Terry Wiggins
Bio
Recruiting
Scouting Report
Terry Wiggins is a 6-foot-3, 205-210 pound outside linebacker out of Coatesville Area (PA) and one of the highest-ceiling defenders in Pennsylvania's 2026 class, carrying a 0.9263 composite (4-star, #189 national). A true three-phase impact player at the PIAA 6A level who also lines up at tight end, he profiles as a versatile second-level 'chess piece' who flashed 11 tackles for loss as a junior and earned high-major attention before committing to Penn State and ultimately flipping to Virginia Tech.
Physical Profile
Wiggins has prototypical hybrid-linebacker length at 6-3 with a frame that projects comfortably to 220-230+ pounds at the college level, giving him the bend and reach to play on the edge now and the room to fill out as an off-ball or overhang defender. He's a fluid, reactionary athlete with a quick first step and the burst to close space sideline-to-sideline. At ~205-210 he's currently lean, which is both his asset (range, change-of-direction, coverage fluidity) and his developmental flag (anchor strength against the run). The length and movement skills are the kind that hold up in space against tight ends and backs, which is the projection that makes him valuable.
Play Style
Wiggins plays fast and downhill with a clear trust in his eyes — he diagnoses, triggers, and chases. On the edge he wins with get-off and bend; off the ball he flows to the football and closes quickly in pursuit. The tape shows a defender who can affect the game in multiple alignments rather than a one-trick edge rusher, and his two-way background as a tight end shows up in his ball skills, body control, and comfort in space. He is at his best when allowed to attack and move, less so when asked to two-gap and hold ground.
Strengths
- Positional versatility — legitimately deployable on the line of scrimmage as a 3-4 OLB, off-ball inside the box, or as an overhang defender across slots/tight ends; the kind of multiplicity defensive coordinators covet for disguise and matchup packages.
- First-step explosiveness and edge speed — primary win condition right now is beating tackles around the corner with a quick get-off, which translated to 11 TFL as a junior against 6A competition.
- Diagnostic processing and motor — reads keys quickly, triggers downhill without hesitation, and pursues with high-effort, sideline-to-sideline range; closing speed shows up consistently on film.
- Coverage upside — the frame and fluidity to handle zone drops and to smother tight ends in man, a rare and projectable trait for a defender his size.
Areas to Improve
- Functional play strength and anchor — he wins with speed more than power at this stage; he needs to add weight and develop a more consistent stack-and-shed to avoid being washed by college-level run blocking and to hold the edge against the run.
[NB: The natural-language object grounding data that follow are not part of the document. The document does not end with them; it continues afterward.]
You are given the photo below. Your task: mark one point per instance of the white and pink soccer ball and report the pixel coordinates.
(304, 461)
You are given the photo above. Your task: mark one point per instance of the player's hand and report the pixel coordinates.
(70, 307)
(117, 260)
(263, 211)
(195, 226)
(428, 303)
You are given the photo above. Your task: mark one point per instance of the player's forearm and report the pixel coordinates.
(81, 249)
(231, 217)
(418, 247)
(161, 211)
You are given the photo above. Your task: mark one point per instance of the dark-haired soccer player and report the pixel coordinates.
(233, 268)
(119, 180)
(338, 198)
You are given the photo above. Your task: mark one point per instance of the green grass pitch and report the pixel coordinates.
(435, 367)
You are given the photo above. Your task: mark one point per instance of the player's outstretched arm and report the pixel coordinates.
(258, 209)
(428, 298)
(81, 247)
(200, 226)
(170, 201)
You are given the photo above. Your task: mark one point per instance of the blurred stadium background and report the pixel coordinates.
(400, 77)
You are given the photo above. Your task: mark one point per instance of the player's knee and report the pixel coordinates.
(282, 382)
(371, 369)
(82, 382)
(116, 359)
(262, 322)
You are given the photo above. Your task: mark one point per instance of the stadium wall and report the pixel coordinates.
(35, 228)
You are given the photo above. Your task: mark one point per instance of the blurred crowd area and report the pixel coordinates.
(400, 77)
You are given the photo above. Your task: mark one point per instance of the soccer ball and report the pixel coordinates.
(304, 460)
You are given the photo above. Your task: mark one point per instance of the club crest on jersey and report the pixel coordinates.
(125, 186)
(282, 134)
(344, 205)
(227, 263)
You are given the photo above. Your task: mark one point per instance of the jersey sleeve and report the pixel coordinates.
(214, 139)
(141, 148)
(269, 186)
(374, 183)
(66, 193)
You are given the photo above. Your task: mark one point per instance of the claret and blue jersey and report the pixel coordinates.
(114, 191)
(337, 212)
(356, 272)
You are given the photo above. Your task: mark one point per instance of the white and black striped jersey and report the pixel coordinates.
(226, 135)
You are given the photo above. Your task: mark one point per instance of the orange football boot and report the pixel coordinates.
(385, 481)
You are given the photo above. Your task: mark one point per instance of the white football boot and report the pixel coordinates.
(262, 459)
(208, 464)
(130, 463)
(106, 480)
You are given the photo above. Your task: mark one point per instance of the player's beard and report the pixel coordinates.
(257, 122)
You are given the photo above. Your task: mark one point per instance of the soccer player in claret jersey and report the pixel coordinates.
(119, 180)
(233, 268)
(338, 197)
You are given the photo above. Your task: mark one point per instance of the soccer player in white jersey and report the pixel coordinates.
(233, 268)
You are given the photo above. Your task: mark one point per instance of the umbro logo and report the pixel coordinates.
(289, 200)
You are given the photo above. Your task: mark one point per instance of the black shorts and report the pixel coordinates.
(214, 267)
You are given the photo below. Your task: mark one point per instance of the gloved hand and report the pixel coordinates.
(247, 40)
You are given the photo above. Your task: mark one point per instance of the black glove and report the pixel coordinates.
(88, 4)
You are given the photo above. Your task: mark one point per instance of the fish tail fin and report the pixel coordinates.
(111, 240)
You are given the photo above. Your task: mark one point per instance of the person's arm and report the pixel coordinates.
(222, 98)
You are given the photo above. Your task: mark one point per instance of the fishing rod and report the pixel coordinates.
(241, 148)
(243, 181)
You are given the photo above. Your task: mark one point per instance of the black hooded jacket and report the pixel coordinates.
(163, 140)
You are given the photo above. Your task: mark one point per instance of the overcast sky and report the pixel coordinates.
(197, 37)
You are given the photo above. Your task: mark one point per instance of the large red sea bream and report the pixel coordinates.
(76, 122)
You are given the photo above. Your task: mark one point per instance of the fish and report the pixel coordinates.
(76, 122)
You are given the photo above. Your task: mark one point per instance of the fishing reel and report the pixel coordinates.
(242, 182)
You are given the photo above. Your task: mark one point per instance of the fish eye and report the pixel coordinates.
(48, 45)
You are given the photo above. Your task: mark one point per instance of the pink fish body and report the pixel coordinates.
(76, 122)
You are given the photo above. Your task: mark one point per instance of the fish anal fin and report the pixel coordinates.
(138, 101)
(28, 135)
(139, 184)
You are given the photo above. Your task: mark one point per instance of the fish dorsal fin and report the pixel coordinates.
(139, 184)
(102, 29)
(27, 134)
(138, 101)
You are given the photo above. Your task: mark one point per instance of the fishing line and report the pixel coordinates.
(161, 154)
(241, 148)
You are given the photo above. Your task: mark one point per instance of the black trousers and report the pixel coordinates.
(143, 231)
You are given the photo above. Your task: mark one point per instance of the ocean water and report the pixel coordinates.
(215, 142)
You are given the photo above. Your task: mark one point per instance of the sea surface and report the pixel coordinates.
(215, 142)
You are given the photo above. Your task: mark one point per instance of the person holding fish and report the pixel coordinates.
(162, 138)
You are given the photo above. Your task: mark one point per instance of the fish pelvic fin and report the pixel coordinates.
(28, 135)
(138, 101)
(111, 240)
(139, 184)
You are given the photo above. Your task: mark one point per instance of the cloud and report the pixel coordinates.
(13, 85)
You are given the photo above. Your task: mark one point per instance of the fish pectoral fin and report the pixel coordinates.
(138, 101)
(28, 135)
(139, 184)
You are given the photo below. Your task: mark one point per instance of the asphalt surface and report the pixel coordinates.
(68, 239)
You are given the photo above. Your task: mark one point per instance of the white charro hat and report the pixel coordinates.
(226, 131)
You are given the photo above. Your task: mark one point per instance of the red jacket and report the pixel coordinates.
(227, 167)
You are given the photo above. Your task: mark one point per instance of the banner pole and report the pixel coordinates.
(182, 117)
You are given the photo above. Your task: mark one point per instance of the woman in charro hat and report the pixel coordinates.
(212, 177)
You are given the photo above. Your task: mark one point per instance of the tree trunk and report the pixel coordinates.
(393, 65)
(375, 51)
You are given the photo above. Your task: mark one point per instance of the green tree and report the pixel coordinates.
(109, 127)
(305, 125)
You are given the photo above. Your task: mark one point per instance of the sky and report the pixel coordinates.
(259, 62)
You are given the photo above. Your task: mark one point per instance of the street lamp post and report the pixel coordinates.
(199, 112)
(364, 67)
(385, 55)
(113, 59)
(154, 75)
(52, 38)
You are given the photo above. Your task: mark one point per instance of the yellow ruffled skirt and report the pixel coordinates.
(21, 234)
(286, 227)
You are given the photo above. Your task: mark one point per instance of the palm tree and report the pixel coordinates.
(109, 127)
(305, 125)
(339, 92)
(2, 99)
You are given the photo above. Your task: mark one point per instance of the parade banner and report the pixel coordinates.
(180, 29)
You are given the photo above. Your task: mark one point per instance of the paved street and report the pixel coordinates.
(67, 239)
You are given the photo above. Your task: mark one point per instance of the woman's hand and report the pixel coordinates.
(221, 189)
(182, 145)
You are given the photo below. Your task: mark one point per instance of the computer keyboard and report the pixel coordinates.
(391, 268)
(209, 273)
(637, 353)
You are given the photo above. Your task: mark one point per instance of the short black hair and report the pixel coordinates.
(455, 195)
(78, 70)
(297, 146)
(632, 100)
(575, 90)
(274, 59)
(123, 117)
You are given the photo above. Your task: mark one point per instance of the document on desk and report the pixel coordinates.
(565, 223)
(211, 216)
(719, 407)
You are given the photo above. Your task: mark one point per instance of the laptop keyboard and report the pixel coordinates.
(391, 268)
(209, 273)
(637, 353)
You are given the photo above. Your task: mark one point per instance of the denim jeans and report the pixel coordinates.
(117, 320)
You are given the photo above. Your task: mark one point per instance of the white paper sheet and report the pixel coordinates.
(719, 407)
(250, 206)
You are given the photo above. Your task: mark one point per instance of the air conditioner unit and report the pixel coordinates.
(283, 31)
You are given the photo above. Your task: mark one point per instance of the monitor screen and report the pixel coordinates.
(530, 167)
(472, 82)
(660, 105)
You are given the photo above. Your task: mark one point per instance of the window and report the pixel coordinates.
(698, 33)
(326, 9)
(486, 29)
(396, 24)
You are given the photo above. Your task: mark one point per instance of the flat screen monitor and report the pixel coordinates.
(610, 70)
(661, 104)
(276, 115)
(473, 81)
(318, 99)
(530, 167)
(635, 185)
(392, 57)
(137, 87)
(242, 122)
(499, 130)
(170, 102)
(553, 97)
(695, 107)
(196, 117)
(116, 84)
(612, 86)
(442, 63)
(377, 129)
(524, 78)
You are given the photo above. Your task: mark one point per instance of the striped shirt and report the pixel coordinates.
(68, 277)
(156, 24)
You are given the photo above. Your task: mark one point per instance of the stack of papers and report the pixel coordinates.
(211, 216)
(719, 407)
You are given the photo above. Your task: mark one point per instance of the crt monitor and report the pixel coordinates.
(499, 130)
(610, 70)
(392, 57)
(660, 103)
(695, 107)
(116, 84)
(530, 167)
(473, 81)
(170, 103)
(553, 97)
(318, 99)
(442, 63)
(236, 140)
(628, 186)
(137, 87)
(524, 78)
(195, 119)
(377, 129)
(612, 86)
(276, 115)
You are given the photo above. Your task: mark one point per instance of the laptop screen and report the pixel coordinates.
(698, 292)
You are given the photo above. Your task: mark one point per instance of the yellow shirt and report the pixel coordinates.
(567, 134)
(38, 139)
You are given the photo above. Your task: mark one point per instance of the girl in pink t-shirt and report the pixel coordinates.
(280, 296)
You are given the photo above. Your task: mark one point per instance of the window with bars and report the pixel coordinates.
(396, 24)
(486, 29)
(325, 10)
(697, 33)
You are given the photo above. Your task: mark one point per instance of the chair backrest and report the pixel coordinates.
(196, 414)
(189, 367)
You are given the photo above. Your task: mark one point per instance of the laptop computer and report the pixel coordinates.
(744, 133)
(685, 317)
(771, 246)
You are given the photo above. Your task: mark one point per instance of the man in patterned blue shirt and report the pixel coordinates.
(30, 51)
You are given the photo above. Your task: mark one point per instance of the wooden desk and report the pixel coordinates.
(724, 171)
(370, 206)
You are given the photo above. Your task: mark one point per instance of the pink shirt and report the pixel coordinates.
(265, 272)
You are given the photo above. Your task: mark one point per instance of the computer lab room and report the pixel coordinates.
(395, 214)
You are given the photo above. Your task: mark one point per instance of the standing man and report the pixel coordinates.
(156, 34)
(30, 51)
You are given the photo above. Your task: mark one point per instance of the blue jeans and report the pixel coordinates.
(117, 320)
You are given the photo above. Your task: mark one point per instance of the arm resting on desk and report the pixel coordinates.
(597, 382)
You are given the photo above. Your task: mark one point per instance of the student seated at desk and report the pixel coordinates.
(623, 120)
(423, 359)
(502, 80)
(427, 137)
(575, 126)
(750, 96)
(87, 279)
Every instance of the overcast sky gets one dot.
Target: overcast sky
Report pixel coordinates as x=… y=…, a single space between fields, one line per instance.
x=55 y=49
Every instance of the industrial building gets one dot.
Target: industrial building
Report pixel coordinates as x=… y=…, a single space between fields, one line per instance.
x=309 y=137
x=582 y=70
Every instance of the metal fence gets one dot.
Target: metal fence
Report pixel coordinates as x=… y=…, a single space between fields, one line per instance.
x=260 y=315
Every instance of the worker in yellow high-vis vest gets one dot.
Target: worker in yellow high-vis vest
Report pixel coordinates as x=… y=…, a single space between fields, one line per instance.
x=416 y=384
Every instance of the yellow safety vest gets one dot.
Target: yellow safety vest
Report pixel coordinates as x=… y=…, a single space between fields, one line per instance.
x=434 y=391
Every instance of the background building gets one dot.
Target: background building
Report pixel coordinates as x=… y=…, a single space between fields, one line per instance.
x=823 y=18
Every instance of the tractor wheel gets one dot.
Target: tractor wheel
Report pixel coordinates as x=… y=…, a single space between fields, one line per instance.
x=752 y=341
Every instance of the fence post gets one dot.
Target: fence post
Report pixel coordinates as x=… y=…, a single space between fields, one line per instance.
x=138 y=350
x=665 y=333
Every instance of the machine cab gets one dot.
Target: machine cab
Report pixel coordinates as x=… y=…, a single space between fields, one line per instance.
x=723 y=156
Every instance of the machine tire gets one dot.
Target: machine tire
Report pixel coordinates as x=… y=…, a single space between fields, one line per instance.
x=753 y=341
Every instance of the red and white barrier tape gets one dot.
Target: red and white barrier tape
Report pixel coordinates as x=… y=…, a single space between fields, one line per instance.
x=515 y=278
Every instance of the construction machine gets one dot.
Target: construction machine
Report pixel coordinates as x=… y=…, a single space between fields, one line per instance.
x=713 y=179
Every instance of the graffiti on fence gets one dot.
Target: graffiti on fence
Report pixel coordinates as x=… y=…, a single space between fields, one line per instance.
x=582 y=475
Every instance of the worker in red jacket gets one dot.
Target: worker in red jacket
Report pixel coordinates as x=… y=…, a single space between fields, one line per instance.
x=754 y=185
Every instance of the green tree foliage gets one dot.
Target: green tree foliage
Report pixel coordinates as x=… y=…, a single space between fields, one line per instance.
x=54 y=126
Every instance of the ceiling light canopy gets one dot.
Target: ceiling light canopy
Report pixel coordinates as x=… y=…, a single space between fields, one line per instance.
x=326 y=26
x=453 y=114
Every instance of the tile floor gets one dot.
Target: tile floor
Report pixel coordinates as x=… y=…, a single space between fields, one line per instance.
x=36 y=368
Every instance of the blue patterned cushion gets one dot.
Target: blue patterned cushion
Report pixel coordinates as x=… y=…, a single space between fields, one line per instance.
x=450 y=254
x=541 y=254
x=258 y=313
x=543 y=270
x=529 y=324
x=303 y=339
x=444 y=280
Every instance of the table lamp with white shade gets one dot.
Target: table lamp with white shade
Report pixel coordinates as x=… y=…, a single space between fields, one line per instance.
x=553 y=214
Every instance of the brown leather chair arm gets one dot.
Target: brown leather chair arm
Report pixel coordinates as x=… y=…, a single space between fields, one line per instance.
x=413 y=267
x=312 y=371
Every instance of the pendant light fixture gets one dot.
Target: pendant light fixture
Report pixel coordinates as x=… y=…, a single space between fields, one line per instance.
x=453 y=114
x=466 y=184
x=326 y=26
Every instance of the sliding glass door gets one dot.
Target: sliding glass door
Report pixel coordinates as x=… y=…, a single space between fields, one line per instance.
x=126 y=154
- Pass-rush plan — currently relies heavily on a speed rush off the edge; must develop counters (inside move, long-arm, hand usage) and a true plan to convert speed-to-power once tackles overset to his burst.
College Projection
Projects as a developmental 'space' linebacker / hybrid edge who likely redshirts or contributes on special teams as a true freshman while adding the 15-25 pounds needed to set the edge. By year two-to-three he profiles as a starting STAR/overhang or stand-up OLB in an odd front, where his range and coverage ability are maximized. The versatility means a coordinator can find snaps for him situationally (passing-down rusher, coverage 'plus' defender) well before he's a three-down anchor.
NFL Outlook
As a 4-star with high-end length, burst, and coverage projection, Wiggins has a developmental Day 2-3 draftable ceiling if the physical development and pass-rush refinement track. The traits that NFL teams chase — a 6-3 frame, range, and the fluidity to cover tight ends — are present; the gap to that outcome is functional strength and a refined rush plan. Realistic outlook is a multi-year college developer whose draft stock will be tied to how much sand he can add to his game without sacrificing the movement skills that make him special.
Best Fit
An odd-front (3-4/3-3-5) defense that uses a movable hybrid second-level defender — exactly the 'chess piece' role he was recruited for. He's maximized in a scheme that lets him attack the edge on passing downs, drop into coverage against tight ends/backs, and disguise his alignment, rather than a rigid 4-3 that asks him to two-gap and hold the point as a true off-ball MIKE.
Player Comparison
Kirk was a highly-rated 4-star recruit with similar measurables (6'0", 200 lbs) and a top-200 national ranking coming from a strong high school program. His elite athletic ability and versatility allowed him to excel at the college level before becoming a productive NFL receiver, matching the profile of a consensus 4-star talent with exceptional measurables and program pedigree.